Department of Neuromuscular Diseases, UCL Queen Square Institute of Neurology, London, UK.
UCL Centre for Medical Image Computing, London, UK.
J Neurol Neurosurg Psychiatry. 2024 May 14;95(6):500-503. doi: 10.1136/jnnp-2023-332454.
Lower limb muscle magnetic resonance imaging (MRI) obtained fat fraction (FF) can detect disease progression in patients with Charcot-Marie-Tooth disease 1A (CMT1A). However, analysis is time-consuming and requires manual segmentation of lower limb muscles.
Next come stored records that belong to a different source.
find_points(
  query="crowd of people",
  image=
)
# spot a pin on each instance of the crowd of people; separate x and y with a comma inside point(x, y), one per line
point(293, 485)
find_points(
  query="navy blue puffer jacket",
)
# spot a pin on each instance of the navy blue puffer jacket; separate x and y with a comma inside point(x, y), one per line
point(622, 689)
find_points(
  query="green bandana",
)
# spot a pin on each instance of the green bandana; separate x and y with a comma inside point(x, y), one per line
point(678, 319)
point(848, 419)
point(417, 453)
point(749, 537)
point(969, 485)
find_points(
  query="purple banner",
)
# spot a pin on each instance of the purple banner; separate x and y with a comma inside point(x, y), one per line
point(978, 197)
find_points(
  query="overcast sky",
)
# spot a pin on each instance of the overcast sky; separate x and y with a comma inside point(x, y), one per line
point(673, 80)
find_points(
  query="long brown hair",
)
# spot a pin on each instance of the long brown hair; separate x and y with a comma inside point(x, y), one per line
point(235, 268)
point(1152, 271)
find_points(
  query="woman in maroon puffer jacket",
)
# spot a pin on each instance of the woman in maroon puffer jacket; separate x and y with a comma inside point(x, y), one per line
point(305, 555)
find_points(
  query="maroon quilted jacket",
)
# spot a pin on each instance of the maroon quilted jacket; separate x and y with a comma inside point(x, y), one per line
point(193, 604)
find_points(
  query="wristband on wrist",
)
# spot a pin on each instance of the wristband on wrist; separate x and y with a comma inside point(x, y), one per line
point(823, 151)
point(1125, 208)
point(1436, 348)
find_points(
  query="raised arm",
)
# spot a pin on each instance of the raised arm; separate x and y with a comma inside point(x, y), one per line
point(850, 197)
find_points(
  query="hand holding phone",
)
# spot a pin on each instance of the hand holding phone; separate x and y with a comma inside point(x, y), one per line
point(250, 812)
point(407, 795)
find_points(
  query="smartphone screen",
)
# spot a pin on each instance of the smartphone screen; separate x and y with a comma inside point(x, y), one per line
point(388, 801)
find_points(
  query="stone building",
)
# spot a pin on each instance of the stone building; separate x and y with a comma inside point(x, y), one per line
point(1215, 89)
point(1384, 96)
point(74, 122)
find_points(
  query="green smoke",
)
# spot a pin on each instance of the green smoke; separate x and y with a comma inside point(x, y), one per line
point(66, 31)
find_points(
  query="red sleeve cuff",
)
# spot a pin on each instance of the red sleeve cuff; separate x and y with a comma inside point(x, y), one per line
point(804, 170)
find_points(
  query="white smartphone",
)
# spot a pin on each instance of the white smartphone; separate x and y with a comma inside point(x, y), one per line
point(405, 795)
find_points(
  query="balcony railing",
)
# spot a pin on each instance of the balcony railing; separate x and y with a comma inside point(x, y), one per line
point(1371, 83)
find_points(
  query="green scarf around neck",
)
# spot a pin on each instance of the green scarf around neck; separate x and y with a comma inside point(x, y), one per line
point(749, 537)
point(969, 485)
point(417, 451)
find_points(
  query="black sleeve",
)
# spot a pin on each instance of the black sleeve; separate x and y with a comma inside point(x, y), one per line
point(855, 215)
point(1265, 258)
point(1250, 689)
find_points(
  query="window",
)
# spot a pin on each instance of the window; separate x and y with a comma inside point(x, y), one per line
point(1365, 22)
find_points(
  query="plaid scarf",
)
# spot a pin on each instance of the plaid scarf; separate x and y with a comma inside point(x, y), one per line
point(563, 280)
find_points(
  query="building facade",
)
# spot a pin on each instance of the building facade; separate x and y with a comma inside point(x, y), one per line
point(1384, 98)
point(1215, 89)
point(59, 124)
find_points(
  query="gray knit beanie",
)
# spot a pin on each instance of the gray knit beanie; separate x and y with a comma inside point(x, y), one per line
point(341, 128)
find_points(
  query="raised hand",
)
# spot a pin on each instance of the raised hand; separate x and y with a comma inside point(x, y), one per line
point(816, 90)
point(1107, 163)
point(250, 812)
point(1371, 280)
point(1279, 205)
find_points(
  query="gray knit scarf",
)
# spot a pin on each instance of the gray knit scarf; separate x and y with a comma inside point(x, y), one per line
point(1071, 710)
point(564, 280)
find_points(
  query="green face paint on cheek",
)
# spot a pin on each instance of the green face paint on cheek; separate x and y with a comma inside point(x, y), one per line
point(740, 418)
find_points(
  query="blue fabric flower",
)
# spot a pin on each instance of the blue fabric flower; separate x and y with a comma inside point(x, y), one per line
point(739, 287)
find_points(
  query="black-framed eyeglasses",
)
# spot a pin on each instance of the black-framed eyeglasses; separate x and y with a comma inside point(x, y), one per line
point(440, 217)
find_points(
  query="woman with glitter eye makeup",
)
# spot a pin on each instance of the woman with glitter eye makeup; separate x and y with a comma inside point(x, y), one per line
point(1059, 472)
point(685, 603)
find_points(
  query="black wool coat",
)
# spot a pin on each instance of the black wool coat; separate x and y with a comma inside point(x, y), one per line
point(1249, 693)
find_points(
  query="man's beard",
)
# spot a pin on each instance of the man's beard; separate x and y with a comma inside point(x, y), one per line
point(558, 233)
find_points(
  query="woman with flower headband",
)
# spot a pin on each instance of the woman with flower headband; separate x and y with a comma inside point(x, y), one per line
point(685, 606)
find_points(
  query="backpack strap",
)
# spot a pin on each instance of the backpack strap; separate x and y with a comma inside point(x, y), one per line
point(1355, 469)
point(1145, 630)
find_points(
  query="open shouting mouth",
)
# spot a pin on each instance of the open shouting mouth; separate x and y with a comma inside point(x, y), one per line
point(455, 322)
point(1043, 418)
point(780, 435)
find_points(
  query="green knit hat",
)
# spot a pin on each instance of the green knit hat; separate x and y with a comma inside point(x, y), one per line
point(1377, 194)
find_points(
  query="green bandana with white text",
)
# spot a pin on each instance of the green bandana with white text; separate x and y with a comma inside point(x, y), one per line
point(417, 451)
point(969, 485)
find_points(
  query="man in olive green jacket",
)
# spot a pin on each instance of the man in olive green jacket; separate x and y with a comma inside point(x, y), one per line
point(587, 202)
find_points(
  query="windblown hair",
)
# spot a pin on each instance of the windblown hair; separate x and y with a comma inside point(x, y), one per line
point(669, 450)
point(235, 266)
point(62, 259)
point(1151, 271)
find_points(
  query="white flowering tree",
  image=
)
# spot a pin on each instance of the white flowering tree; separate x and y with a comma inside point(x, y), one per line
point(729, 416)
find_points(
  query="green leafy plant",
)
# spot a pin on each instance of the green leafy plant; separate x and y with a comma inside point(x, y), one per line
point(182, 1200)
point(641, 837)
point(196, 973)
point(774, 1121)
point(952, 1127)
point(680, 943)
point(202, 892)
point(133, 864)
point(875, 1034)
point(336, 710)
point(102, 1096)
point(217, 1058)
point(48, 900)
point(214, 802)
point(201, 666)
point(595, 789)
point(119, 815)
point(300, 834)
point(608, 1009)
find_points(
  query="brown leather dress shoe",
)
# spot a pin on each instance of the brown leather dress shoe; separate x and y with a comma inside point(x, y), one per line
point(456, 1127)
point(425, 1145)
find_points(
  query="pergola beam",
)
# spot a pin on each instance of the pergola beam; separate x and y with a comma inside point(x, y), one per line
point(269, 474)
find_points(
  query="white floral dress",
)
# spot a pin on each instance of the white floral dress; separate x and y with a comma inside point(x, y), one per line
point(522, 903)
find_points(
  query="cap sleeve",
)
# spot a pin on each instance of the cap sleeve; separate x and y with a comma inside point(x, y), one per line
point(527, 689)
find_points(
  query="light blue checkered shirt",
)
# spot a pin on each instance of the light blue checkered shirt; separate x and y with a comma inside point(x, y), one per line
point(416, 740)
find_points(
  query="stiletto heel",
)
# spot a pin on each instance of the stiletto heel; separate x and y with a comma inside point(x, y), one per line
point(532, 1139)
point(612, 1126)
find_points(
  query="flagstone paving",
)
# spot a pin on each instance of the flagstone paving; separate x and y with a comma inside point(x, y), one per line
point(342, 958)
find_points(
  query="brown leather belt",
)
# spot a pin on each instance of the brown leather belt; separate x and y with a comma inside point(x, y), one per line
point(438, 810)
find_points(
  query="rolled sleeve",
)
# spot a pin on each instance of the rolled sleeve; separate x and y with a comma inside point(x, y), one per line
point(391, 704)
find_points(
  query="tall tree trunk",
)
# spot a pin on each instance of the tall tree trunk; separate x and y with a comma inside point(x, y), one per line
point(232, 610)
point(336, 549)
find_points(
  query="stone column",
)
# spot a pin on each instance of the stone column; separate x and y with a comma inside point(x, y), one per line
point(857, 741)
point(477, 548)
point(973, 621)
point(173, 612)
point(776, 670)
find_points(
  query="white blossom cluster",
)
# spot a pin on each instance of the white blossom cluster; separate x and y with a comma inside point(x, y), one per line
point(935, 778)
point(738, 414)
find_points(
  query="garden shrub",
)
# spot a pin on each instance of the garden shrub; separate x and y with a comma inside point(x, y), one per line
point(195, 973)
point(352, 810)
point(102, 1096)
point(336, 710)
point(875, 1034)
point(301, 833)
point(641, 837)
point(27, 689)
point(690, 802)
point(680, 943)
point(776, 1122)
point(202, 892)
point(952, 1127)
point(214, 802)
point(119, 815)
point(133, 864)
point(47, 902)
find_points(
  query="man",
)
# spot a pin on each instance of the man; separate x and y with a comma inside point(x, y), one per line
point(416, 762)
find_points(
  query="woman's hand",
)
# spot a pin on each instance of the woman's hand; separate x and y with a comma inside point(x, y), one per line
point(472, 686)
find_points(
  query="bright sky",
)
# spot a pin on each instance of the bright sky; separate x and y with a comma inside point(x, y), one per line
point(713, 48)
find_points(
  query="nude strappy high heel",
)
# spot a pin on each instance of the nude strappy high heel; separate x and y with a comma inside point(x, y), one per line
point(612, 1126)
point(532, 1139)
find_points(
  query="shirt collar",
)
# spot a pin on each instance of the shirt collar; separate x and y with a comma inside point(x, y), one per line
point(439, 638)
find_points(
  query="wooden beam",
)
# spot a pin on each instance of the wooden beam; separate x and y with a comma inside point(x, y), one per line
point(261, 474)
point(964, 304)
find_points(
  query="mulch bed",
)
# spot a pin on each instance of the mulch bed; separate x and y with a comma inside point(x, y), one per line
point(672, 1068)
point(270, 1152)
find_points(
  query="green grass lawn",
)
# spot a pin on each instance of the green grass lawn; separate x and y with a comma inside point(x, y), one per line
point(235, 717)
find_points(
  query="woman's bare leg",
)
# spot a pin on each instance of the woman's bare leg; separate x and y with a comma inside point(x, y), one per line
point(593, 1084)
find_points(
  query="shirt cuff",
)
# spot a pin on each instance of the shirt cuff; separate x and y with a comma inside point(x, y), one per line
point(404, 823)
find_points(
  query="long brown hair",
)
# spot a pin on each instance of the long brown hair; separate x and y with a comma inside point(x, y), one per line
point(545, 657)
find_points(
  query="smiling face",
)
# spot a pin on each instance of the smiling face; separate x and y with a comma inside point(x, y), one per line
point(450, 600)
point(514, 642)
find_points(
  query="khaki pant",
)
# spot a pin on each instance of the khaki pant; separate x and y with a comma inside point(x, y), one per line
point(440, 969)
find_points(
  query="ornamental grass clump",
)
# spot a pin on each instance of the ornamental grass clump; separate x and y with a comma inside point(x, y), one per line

We aimed to assess the responsiveness, efficiency and accuracy of acquiring FF MRI using an artificial intelligence-enabled automated segmentation technique.
We recruited 20 CMT1A patients and 7 controls for assessment at baseline and 12 months. The three-point-Dixon fat water separation technique was used to determine thigh-level and calf-level muscle FF at a single slice using regions of interest defined using Musclesense, a trained artificial neural network for lower limb muscle image segmentation. A quality control (QC) check and correction of the automated segmentations was undertaken by a trained observer.
The QC check took on average 30 seconds per slice to complete. Using QC checked segmentations, the mean calf-level FF increased significantly in CMT1A patients from baseline over an average follow-up of 12.5 months (1.15%±1.77%, paired t-test p=0.016). Standardised response mean (SRM) in patients was 0.65. Without QC checks, the mean FF change between baseline and follow-up, at 1.15%±1.68% (paired t-test p=0.01), was almost identical to that seen in the corrected data, with a similar overall SRM at 0.69.
Using automated image segmentation for the first time in a longitudinal study in CMT, we have demonstrated that calf FF has similar responsiveness to previously published data, is efficient with minimal time needed for QC checks and is accurate with minimal corrections needed.
下肢肌肉磁共振成像(MRI)获得的脂肪分数(FF)可检测到 Charcot-Marie-Tooth 病 1A(CMT1A)患者的疾病进展。然而,分析既耗时又需要手动分割下肢肌肉。我们旨在评估使用人工智能辅助自动分割技术获取 FF MRI 的响应性、效率和准确性。
我们招募了 20 名 CMT1A 患者和 7 名对照者进行基线和 12 个月的评估。使用三点 Dixon 脂肪水分离技术,在单个切片上使用通过 Musclesense 定义的感兴趣区域来确定大腿水平和小腿水平的肌肉 FF,Musclesense 是一种用于下肢肌肉图像分割的经过训练的人工神经网络。通过经过培训的观察者进行质量控制(QC)检查和自动分割的校正。
QC 检查平均每片需要 30 秒才能完成。使用经过 QC 检查的分割,CMT1A 患者的小腿水平 FF 在平均 12.5 个月的随访中从基线显著增加(1.15%±1.77%,配对 t 检验 p=0.016)。患者的标准化反应均值(SRM)为 0.65。没有 QC 检查,在基线和随访之间,FF 的平均变化为 1.15%±1.68%(配对 t 检验 p=0.01),与校正后的数据几乎相同,整体 SRM 为 0.69。
在 CMT 的首次纵向研究中,我们首次使用自动图像分割,证明了小腿 FF 与之前发表的数据具有相似的响应性,具有高效性,仅需很少的 QC 检查时间,并且准确性高,仅需很少的校正。